QoS Policing

We covered QoS tagging the other day, but that just marks packets. I think you’re old enough now that we should actually do some policing. Policing is where you restrict the amount of bandwidth that a flow or set of flows can use. For example, say you have a site that serves webpages to the rest of the network. HTTP is the primary function, but the SysAdmins also have to maintain the boxes via SSH, right? To make sure that their SSH sessions don’t squash the bandwidth that your HTTP servers need, you can police the SSH sessions by giving the a bandwidth ceiling that they can’t cross.

Let’s set up a scenario. You have a router with two Ethernet ports. E0/0 goes to your webservers on 192.168.1.0/24, while E0/1 goes to SysAdmins’ PCs on 192.168.2.0/24. We want to restrict all SSH access from 192.168.2.0/24 to 192.168.1.0/24 to 8k of bandwidth. That’s right, you don’t like your admins and want them to struggle with their daily tasks. Let’s set it up.

Remember the steps? ACL, class-map, policy-map, interface. First, create an ACL that matches the traffic you want to police.

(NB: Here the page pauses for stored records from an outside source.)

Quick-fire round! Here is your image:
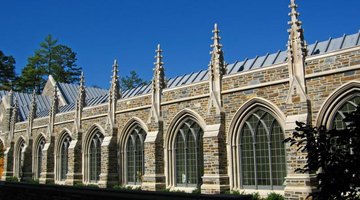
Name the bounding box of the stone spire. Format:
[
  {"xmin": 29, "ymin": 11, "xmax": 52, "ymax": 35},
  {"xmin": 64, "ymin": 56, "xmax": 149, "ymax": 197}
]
[
  {"xmin": 106, "ymin": 59, "xmax": 120, "ymax": 129},
  {"xmin": 74, "ymin": 72, "xmax": 86, "ymax": 133},
  {"xmin": 27, "ymin": 89, "xmax": 37, "ymax": 137},
  {"xmin": 150, "ymin": 44, "xmax": 166, "ymax": 122},
  {"xmin": 287, "ymin": 0, "xmax": 307, "ymax": 103},
  {"xmin": 48, "ymin": 84, "xmax": 59, "ymax": 137},
  {"xmin": 208, "ymin": 24, "xmax": 226, "ymax": 114}
]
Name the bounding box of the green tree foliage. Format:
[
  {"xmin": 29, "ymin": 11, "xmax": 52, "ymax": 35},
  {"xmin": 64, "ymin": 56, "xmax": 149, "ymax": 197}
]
[
  {"xmin": 17, "ymin": 35, "xmax": 81, "ymax": 93},
  {"xmin": 120, "ymin": 70, "xmax": 148, "ymax": 91},
  {"xmin": 0, "ymin": 50, "xmax": 16, "ymax": 90},
  {"xmin": 285, "ymin": 106, "xmax": 360, "ymax": 200}
]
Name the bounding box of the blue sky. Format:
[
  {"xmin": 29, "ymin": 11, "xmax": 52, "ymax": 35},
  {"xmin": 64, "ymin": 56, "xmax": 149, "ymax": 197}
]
[{"xmin": 0, "ymin": 0, "xmax": 360, "ymax": 88}]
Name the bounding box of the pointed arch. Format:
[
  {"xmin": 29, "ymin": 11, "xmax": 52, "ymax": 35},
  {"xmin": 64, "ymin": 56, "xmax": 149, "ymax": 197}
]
[
  {"xmin": 82, "ymin": 124, "xmax": 105, "ymax": 184},
  {"xmin": 0, "ymin": 137, "xmax": 5, "ymax": 177},
  {"xmin": 55, "ymin": 128, "xmax": 72, "ymax": 183},
  {"xmin": 315, "ymin": 81, "xmax": 360, "ymax": 128},
  {"xmin": 14, "ymin": 136, "xmax": 26, "ymax": 178},
  {"xmin": 32, "ymin": 133, "xmax": 46, "ymax": 179},
  {"xmin": 227, "ymin": 97, "xmax": 286, "ymax": 190},
  {"xmin": 118, "ymin": 117, "xmax": 148, "ymax": 185},
  {"xmin": 165, "ymin": 109, "xmax": 206, "ymax": 189}
]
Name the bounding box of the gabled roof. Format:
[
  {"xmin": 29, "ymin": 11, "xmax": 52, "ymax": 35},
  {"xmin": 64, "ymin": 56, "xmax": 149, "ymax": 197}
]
[
  {"xmin": 0, "ymin": 32, "xmax": 360, "ymax": 121},
  {"xmin": 123, "ymin": 32, "xmax": 360, "ymax": 98}
]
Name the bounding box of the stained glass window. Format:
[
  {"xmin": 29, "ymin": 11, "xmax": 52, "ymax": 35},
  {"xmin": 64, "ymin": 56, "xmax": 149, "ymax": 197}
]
[
  {"xmin": 89, "ymin": 132, "xmax": 104, "ymax": 182},
  {"xmin": 126, "ymin": 126, "xmax": 146, "ymax": 185},
  {"xmin": 175, "ymin": 119, "xmax": 204, "ymax": 187},
  {"xmin": 239, "ymin": 109, "xmax": 286, "ymax": 189}
]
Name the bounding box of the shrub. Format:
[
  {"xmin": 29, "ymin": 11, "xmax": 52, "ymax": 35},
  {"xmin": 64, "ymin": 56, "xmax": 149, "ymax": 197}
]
[
  {"xmin": 191, "ymin": 188, "xmax": 201, "ymax": 194},
  {"xmin": 6, "ymin": 176, "xmax": 19, "ymax": 182},
  {"xmin": 285, "ymin": 106, "xmax": 360, "ymax": 200}
]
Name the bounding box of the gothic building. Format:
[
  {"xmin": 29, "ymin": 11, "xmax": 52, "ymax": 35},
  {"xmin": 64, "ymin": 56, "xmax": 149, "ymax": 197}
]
[{"xmin": 0, "ymin": 0, "xmax": 360, "ymax": 199}]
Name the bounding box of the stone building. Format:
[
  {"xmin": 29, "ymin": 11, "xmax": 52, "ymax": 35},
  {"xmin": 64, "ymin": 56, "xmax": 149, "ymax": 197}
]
[{"xmin": 0, "ymin": 0, "xmax": 360, "ymax": 199}]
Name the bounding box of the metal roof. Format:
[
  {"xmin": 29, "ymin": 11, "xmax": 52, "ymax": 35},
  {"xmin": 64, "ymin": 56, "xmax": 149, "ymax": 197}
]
[
  {"xmin": 0, "ymin": 32, "xmax": 360, "ymax": 120},
  {"xmin": 57, "ymin": 83, "xmax": 108, "ymax": 104},
  {"xmin": 0, "ymin": 91, "xmax": 51, "ymax": 121}
]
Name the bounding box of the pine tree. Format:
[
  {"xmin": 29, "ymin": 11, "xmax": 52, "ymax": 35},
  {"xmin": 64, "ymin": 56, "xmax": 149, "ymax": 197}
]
[
  {"xmin": 0, "ymin": 50, "xmax": 16, "ymax": 90},
  {"xmin": 17, "ymin": 35, "xmax": 82, "ymax": 94}
]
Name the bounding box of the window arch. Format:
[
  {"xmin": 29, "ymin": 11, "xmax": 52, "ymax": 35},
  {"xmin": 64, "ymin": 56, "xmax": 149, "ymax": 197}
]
[
  {"xmin": 0, "ymin": 139, "xmax": 5, "ymax": 177},
  {"xmin": 14, "ymin": 138, "xmax": 26, "ymax": 178},
  {"xmin": 34, "ymin": 136, "xmax": 46, "ymax": 179},
  {"xmin": 126, "ymin": 125, "xmax": 146, "ymax": 185},
  {"xmin": 330, "ymin": 93, "xmax": 360, "ymax": 129},
  {"xmin": 173, "ymin": 117, "xmax": 204, "ymax": 187},
  {"xmin": 237, "ymin": 107, "xmax": 286, "ymax": 189},
  {"xmin": 56, "ymin": 133, "xmax": 71, "ymax": 181},
  {"xmin": 87, "ymin": 130, "xmax": 104, "ymax": 183}
]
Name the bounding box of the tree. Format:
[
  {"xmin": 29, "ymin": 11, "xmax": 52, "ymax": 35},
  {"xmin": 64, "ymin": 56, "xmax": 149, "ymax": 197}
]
[
  {"xmin": 0, "ymin": 50, "xmax": 16, "ymax": 90},
  {"xmin": 285, "ymin": 106, "xmax": 360, "ymax": 200},
  {"xmin": 17, "ymin": 35, "xmax": 81, "ymax": 93},
  {"xmin": 120, "ymin": 70, "xmax": 148, "ymax": 91}
]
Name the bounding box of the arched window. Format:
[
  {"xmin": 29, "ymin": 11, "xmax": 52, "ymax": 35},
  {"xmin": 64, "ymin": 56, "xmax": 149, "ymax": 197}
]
[
  {"xmin": 14, "ymin": 138, "xmax": 25, "ymax": 178},
  {"xmin": 126, "ymin": 125, "xmax": 146, "ymax": 185},
  {"xmin": 239, "ymin": 108, "xmax": 286, "ymax": 189},
  {"xmin": 332, "ymin": 94, "xmax": 360, "ymax": 130},
  {"xmin": 57, "ymin": 133, "xmax": 71, "ymax": 181},
  {"xmin": 88, "ymin": 131, "xmax": 104, "ymax": 182},
  {"xmin": 0, "ymin": 140, "xmax": 4, "ymax": 177},
  {"xmin": 34, "ymin": 136, "xmax": 46, "ymax": 179},
  {"xmin": 174, "ymin": 118, "xmax": 204, "ymax": 187}
]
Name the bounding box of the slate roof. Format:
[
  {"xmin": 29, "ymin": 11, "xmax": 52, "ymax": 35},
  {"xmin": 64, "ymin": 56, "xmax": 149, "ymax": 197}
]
[{"xmin": 0, "ymin": 32, "xmax": 360, "ymax": 120}]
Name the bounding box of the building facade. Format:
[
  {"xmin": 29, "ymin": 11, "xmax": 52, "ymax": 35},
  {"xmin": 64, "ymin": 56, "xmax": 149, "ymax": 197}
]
[{"xmin": 0, "ymin": 0, "xmax": 360, "ymax": 199}]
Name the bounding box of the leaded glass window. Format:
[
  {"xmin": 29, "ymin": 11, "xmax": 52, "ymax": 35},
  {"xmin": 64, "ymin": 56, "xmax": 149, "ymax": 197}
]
[
  {"xmin": 15, "ymin": 139, "xmax": 25, "ymax": 178},
  {"xmin": 60, "ymin": 135, "xmax": 71, "ymax": 181},
  {"xmin": 89, "ymin": 132, "xmax": 104, "ymax": 182},
  {"xmin": 175, "ymin": 119, "xmax": 204, "ymax": 187},
  {"xmin": 126, "ymin": 126, "xmax": 146, "ymax": 185},
  {"xmin": 239, "ymin": 109, "xmax": 286, "ymax": 189},
  {"xmin": 36, "ymin": 137, "xmax": 45, "ymax": 178},
  {"xmin": 332, "ymin": 96, "xmax": 360, "ymax": 130}
]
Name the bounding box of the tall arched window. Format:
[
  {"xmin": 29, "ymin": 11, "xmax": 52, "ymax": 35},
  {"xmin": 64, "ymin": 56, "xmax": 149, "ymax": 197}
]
[
  {"xmin": 34, "ymin": 136, "xmax": 46, "ymax": 179},
  {"xmin": 126, "ymin": 125, "xmax": 146, "ymax": 185},
  {"xmin": 14, "ymin": 138, "xmax": 25, "ymax": 178},
  {"xmin": 57, "ymin": 133, "xmax": 71, "ymax": 181},
  {"xmin": 174, "ymin": 118, "xmax": 204, "ymax": 187},
  {"xmin": 0, "ymin": 140, "xmax": 4, "ymax": 177},
  {"xmin": 239, "ymin": 108, "xmax": 286, "ymax": 189},
  {"xmin": 88, "ymin": 131, "xmax": 104, "ymax": 182},
  {"xmin": 332, "ymin": 94, "xmax": 360, "ymax": 130}
]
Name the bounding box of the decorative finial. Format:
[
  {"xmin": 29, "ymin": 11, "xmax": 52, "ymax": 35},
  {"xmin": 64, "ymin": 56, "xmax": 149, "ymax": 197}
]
[
  {"xmin": 80, "ymin": 72, "xmax": 85, "ymax": 88},
  {"xmin": 286, "ymin": 0, "xmax": 308, "ymax": 103}
]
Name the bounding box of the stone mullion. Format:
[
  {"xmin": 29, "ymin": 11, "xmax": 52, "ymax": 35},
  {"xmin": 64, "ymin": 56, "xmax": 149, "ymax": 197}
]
[
  {"xmin": 22, "ymin": 139, "xmax": 34, "ymax": 181},
  {"xmin": 141, "ymin": 121, "xmax": 165, "ymax": 191},
  {"xmin": 65, "ymin": 136, "xmax": 82, "ymax": 185},
  {"xmin": 39, "ymin": 136, "xmax": 55, "ymax": 184},
  {"xmin": 201, "ymin": 113, "xmax": 229, "ymax": 193},
  {"xmin": 98, "ymin": 128, "xmax": 118, "ymax": 188},
  {"xmin": 1, "ymin": 142, "xmax": 14, "ymax": 181}
]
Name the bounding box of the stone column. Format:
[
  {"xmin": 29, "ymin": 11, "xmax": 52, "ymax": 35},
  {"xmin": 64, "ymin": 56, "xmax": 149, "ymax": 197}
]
[
  {"xmin": 98, "ymin": 128, "xmax": 118, "ymax": 188},
  {"xmin": 39, "ymin": 136, "xmax": 55, "ymax": 184},
  {"xmin": 201, "ymin": 112, "xmax": 230, "ymax": 194},
  {"xmin": 1, "ymin": 142, "xmax": 14, "ymax": 181},
  {"xmin": 141, "ymin": 121, "xmax": 165, "ymax": 191},
  {"xmin": 65, "ymin": 133, "xmax": 83, "ymax": 185}
]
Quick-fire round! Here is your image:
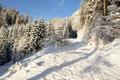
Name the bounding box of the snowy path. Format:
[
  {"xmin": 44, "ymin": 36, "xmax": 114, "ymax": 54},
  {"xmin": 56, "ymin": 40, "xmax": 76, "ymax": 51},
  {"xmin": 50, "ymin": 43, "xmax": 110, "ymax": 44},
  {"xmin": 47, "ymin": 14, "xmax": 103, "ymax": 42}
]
[{"xmin": 0, "ymin": 40, "xmax": 120, "ymax": 80}]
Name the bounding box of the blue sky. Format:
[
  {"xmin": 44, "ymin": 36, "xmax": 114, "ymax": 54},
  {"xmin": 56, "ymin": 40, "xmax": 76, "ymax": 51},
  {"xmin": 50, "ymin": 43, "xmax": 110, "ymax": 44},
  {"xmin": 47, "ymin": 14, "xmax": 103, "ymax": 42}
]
[{"xmin": 0, "ymin": 0, "xmax": 80, "ymax": 19}]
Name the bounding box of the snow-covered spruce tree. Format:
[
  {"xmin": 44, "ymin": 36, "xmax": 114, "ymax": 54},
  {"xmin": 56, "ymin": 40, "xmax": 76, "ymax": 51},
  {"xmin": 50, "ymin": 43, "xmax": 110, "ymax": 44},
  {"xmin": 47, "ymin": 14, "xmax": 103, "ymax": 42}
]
[{"xmin": 0, "ymin": 8, "xmax": 46, "ymax": 64}]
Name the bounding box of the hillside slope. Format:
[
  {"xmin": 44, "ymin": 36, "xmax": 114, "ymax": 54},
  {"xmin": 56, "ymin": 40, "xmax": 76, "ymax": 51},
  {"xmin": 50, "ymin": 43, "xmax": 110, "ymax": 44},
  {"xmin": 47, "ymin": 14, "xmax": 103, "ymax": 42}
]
[{"xmin": 0, "ymin": 39, "xmax": 120, "ymax": 80}]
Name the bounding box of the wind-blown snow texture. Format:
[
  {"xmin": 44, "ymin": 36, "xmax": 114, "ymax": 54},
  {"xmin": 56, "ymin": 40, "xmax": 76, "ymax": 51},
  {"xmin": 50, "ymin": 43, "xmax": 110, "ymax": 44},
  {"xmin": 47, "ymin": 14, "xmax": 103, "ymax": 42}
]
[{"xmin": 0, "ymin": 39, "xmax": 120, "ymax": 80}]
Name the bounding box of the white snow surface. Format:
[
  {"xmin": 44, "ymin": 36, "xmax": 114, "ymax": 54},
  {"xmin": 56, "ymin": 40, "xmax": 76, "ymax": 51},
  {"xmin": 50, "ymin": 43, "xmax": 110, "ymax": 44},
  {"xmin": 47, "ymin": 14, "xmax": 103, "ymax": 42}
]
[{"xmin": 0, "ymin": 39, "xmax": 120, "ymax": 80}]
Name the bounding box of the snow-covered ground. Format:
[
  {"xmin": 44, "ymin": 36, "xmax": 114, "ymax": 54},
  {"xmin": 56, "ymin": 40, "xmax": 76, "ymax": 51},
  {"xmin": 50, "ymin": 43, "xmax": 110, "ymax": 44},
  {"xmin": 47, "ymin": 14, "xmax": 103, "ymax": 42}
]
[{"xmin": 0, "ymin": 39, "xmax": 120, "ymax": 80}]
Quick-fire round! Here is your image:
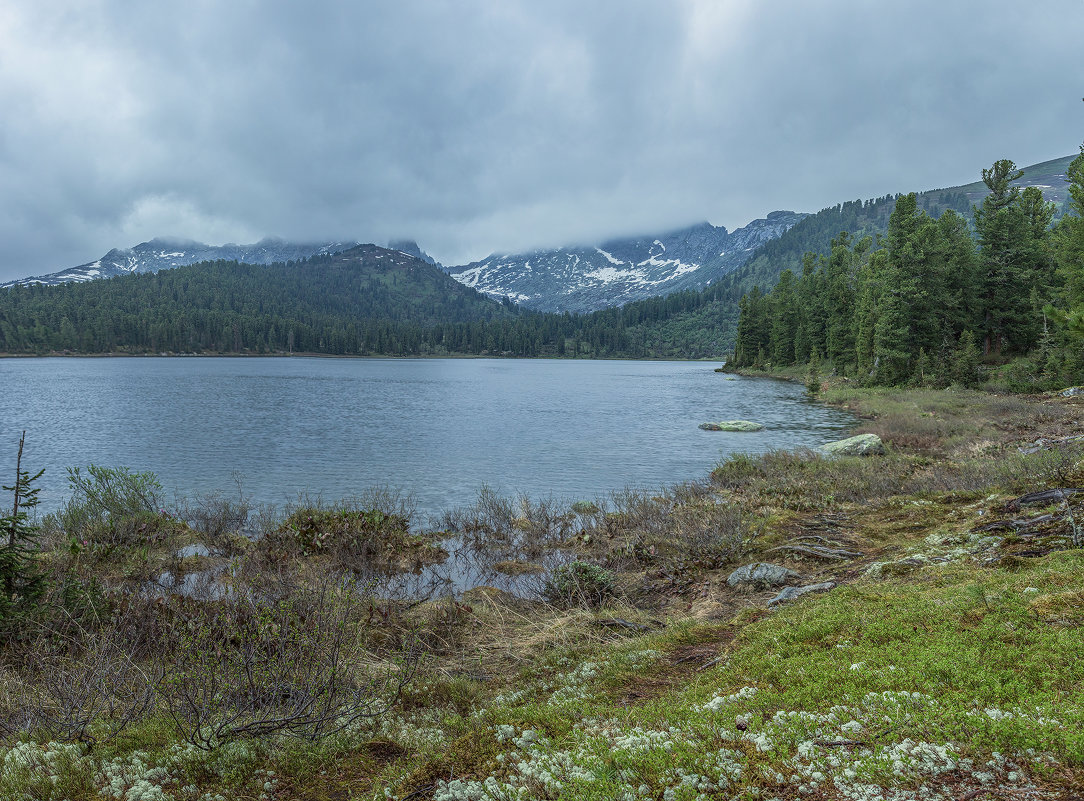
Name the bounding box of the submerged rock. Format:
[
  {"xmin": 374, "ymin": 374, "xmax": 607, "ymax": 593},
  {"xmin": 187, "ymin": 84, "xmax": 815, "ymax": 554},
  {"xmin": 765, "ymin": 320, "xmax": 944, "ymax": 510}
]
[
  {"xmin": 726, "ymin": 561, "xmax": 798, "ymax": 587},
  {"xmin": 699, "ymin": 419, "xmax": 764, "ymax": 431},
  {"xmin": 767, "ymin": 581, "xmax": 836, "ymax": 606},
  {"xmin": 817, "ymin": 434, "xmax": 885, "ymax": 456}
]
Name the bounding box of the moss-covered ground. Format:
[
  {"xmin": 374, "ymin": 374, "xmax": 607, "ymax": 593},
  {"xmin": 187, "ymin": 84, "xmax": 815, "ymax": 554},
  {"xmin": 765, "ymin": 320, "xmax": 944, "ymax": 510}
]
[{"xmin": 0, "ymin": 378, "xmax": 1084, "ymax": 801}]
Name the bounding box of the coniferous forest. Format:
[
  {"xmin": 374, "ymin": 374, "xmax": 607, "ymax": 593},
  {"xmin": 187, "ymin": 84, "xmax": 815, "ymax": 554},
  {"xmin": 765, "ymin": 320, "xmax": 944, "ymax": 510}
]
[
  {"xmin": 733, "ymin": 146, "xmax": 1084, "ymax": 389},
  {"xmin": 0, "ymin": 152, "xmax": 1084, "ymax": 379}
]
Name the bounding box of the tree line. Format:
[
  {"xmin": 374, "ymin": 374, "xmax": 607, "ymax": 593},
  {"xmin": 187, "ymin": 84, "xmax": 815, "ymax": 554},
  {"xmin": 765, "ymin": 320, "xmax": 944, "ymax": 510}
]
[{"xmin": 733, "ymin": 145, "xmax": 1084, "ymax": 388}]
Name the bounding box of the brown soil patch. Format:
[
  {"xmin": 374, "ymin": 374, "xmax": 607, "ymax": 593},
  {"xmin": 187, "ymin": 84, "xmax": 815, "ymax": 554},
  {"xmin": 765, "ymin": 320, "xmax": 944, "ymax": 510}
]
[{"xmin": 616, "ymin": 630, "xmax": 735, "ymax": 707}]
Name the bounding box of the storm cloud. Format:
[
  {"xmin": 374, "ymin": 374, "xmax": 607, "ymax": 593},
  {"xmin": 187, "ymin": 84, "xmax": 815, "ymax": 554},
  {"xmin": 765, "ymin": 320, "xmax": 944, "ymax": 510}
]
[{"xmin": 0, "ymin": 0, "xmax": 1084, "ymax": 280}]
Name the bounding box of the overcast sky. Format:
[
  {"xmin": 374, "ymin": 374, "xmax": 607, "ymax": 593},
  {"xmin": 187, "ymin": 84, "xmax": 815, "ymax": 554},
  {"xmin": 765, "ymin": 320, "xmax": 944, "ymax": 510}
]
[{"xmin": 0, "ymin": 0, "xmax": 1084, "ymax": 280}]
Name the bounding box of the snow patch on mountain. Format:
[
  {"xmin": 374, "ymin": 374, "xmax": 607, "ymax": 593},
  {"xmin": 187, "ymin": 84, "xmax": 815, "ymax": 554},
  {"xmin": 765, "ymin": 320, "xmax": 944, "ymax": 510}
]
[
  {"xmin": 449, "ymin": 211, "xmax": 805, "ymax": 312},
  {"xmin": 0, "ymin": 238, "xmax": 362, "ymax": 288}
]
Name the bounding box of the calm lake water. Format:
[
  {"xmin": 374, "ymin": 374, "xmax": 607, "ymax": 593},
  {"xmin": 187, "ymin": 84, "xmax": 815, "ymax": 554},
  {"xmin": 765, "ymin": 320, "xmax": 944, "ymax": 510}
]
[{"xmin": 0, "ymin": 358, "xmax": 853, "ymax": 519}]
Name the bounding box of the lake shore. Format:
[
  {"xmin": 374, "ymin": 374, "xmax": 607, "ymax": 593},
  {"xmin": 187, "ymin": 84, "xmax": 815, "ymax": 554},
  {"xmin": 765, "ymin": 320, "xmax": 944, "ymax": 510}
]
[{"xmin": 0, "ymin": 378, "xmax": 1084, "ymax": 801}]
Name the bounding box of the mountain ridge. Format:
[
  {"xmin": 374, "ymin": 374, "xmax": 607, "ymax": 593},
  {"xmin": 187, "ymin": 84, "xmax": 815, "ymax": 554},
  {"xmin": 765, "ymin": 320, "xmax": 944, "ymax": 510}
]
[{"xmin": 449, "ymin": 211, "xmax": 805, "ymax": 313}]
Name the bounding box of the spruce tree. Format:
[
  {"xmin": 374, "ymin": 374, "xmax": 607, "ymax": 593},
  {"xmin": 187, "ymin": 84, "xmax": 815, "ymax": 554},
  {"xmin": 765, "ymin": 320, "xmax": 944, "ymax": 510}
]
[{"xmin": 0, "ymin": 431, "xmax": 44, "ymax": 633}]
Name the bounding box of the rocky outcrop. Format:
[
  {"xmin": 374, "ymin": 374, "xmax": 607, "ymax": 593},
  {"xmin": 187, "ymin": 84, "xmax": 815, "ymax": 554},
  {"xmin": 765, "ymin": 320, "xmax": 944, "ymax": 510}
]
[
  {"xmin": 817, "ymin": 434, "xmax": 885, "ymax": 456},
  {"xmin": 697, "ymin": 419, "xmax": 764, "ymax": 431},
  {"xmin": 726, "ymin": 561, "xmax": 799, "ymax": 590}
]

ip access-list extended SQUASHSSH
permit tcp 192.168.2.0 0.0.0.255 192.168.1.0 0.0.0.255 eq 22

Next, create a class-map that matches that traffic.

class-map SQUASHSSH-CMAP
match access-group name SQUASHSSH

Create your policy-map. This is where you actually set the bandwidth restrictions.

policy-map SQUASHSSH-PMAP
class SQUASHSSH-CMAP
police 8000 conform-action transmit exceed-action drop

Last time, we just did a set dscp af43, but this time we actually take action on a packet instead of just marking it. The long lines does three things — it sets the ceiling to 8000 bits per second, transmits if the rate is below that number, and drops if its exceeded. So, if one of the admins tries to SCP a file over, he’s gonna be in for a surprise with only an 8k window to use. If he goes over 8k, the packets are just dropped, and it’s up to TCP to retransmit. It’ll take a while. Remember, too, that this policy applies to anything matching the ACL, so, if two admins are SCPing files at the same time, they have to share that 8k. Wow, you’re mean!

Setting it up on the interface is pretty straightforward. It’s just like we did before.

interface E0/0
service-policy output SQUASHSSH-PMAP

I set this up in a dynagen lab to test it, but, instead of SSH traffic, I policed ICMP. If I did a normal, 5-packet ping, it worked great. If I sent a 100-packet set, drop, drop, drop. Or if I increased the size of the packets. Just to be sure it was the service-policy doing the dropping, I sent a 100-packet set and removed the policy from the interface; it missed a few at first, but, when the policy was removed, it zoomed right along without a single miss or hesitation.

NOTE: I do not condone policing traffic from your coworkers machines to 8k, but it would be funny.